Chapter 10: Resume

844 91 10
                                    

Tok tok!

“Masuk!”

Suara gadis di balik pintu mengizinkan. Kubuka pintu di depanku perlahan. Sebuah pintu dengan pelat nama Asahina di depannya.

Seorang gadis tengah duduk di kasurnya, dengan perban yang terlilit di kepalanya dan gipsum yang melapisi tangannya. Senyuman diberikannya padaku.

“Tatsumi.”

Ujarnya dengan hangat dan lembut.

“Aku datang berkunjung.”

Kutatap nanar dirinya yang sedang duduk menahan nyeri itu. Gadis bernama Yuuko Chiaki, yang namanya tertulis di bawah nama Asahina, adalah pacarku. Akibat kecelakaan malam tadi, dia perlu dirawat di sini untuk beberapa minggu ke depan.

Kupeluk tubuhnya yang rapuh itu dengan pelan dan lembut. Dapat kurasakan kini detak jantungnya menggebu.
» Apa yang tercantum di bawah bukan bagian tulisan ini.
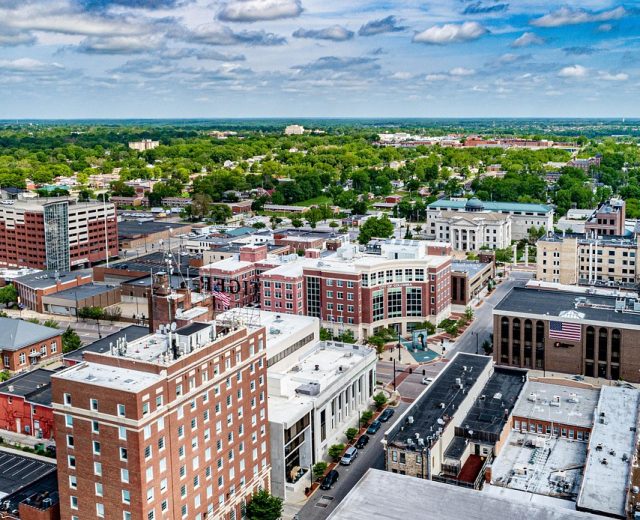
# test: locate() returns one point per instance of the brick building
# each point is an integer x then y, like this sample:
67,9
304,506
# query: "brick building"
56,233
170,426
24,344
559,331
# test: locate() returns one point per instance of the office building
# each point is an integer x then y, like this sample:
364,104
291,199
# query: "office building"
171,425
584,260
523,216
560,331
56,233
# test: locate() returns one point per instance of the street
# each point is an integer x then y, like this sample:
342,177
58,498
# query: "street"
409,385
322,503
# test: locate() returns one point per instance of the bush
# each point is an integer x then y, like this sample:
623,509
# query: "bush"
380,400
351,434
335,451
318,469
365,417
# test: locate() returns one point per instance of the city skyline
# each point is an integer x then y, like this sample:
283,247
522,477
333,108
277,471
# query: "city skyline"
305,58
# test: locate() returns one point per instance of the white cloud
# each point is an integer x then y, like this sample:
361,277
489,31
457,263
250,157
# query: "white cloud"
568,16
450,33
255,10
335,33
573,71
461,71
527,39
608,76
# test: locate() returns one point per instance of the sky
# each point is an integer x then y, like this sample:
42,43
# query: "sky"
318,58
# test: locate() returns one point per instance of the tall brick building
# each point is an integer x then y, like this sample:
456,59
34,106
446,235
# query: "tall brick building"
172,425
574,333
56,233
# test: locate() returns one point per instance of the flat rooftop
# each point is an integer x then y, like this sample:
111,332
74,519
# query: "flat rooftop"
131,333
415,498
611,449
81,292
128,229
109,377
33,386
471,268
17,471
500,393
540,465
563,304
560,404
427,411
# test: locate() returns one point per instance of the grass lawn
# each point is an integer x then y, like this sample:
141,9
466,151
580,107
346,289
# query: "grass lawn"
316,201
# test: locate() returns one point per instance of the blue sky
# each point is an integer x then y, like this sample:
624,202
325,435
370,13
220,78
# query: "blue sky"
330,58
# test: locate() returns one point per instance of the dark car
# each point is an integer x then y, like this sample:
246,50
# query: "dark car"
374,427
329,479
386,415
362,442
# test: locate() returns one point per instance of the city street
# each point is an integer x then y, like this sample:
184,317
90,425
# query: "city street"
322,503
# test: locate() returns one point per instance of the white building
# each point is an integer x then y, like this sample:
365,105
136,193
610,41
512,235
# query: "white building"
294,130
471,231
523,216
145,144
316,391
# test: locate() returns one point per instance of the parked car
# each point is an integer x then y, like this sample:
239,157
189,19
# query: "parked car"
349,456
329,479
374,427
362,441
386,415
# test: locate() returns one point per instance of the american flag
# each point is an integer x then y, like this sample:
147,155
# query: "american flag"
564,330
221,297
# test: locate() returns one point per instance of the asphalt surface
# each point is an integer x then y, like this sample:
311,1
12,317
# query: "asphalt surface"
322,503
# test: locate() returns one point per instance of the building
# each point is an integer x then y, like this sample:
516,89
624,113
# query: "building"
560,331
33,287
24,344
398,288
457,425
571,444
56,233
144,144
294,130
133,234
69,301
469,231
417,498
468,279
584,260
523,216
25,404
28,488
607,219
174,423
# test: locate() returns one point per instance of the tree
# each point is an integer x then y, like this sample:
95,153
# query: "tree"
264,506
375,228
380,400
220,213
51,323
365,417
351,434
335,451
8,294
70,340
200,205
318,469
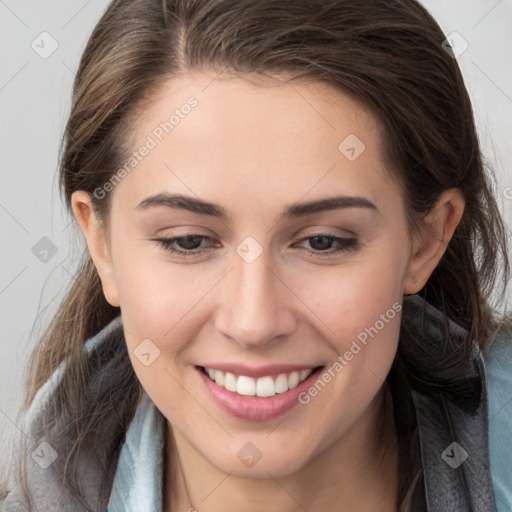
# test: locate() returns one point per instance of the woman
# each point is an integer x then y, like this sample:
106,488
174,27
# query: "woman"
291,244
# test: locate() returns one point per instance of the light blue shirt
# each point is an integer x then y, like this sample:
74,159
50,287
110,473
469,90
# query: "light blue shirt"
138,480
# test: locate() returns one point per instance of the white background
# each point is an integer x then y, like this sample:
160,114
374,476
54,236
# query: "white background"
34,104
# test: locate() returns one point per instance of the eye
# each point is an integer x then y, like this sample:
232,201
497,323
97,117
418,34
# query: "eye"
321,244
186,245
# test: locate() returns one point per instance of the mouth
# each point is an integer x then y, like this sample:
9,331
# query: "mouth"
256,398
265,386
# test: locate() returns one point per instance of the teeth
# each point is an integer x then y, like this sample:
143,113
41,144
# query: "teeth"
262,387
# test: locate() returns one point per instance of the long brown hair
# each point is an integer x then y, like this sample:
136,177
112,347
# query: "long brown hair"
387,54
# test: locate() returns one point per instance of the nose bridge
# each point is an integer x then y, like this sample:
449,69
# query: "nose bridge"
253,310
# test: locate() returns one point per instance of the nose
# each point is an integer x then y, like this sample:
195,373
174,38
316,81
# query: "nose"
256,305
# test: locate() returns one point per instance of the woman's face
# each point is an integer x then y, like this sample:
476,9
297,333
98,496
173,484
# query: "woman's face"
298,258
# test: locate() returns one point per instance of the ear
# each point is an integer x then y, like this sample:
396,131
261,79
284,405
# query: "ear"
96,239
432,240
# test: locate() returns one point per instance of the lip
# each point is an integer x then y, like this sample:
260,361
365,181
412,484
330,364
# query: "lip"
255,408
262,371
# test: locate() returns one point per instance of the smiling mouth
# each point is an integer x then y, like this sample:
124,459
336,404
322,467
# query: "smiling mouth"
265,386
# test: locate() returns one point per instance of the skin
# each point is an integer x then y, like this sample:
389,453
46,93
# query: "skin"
254,149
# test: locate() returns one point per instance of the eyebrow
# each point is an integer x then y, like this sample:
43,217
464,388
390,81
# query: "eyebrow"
292,211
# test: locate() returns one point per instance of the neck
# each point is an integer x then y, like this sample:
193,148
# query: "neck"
359,471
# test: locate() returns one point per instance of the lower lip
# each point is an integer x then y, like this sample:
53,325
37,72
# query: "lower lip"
254,408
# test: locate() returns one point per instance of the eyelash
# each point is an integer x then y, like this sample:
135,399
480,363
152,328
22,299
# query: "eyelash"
346,244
“Tu-tunggu, apa yang kau lakukan?”

Tanyanya panik.

“Syukurlah kau selamat.”

Air mata mengalir pelan di pipiku. Sudah sekian lama aku menantikan momen seperti ini, melihatnya dapat tetap hidup. Penantianku yang sangat lama telah membuahkan hasil yang manis seperti ini. Bagiku, ini bagai mimpi yang menjadi nyata.

“Tatsumi kau baik-baik saja?”

“Ya, aku baik-baik saja. Tapi, biarkan aku seperti ini untuk sementara.”

Sebuah permintaan egois dariku yang diterimanya begitu saja. Kurasakan belaian halus di ubun-ubun kepalaku, perlahan membuatku tenang.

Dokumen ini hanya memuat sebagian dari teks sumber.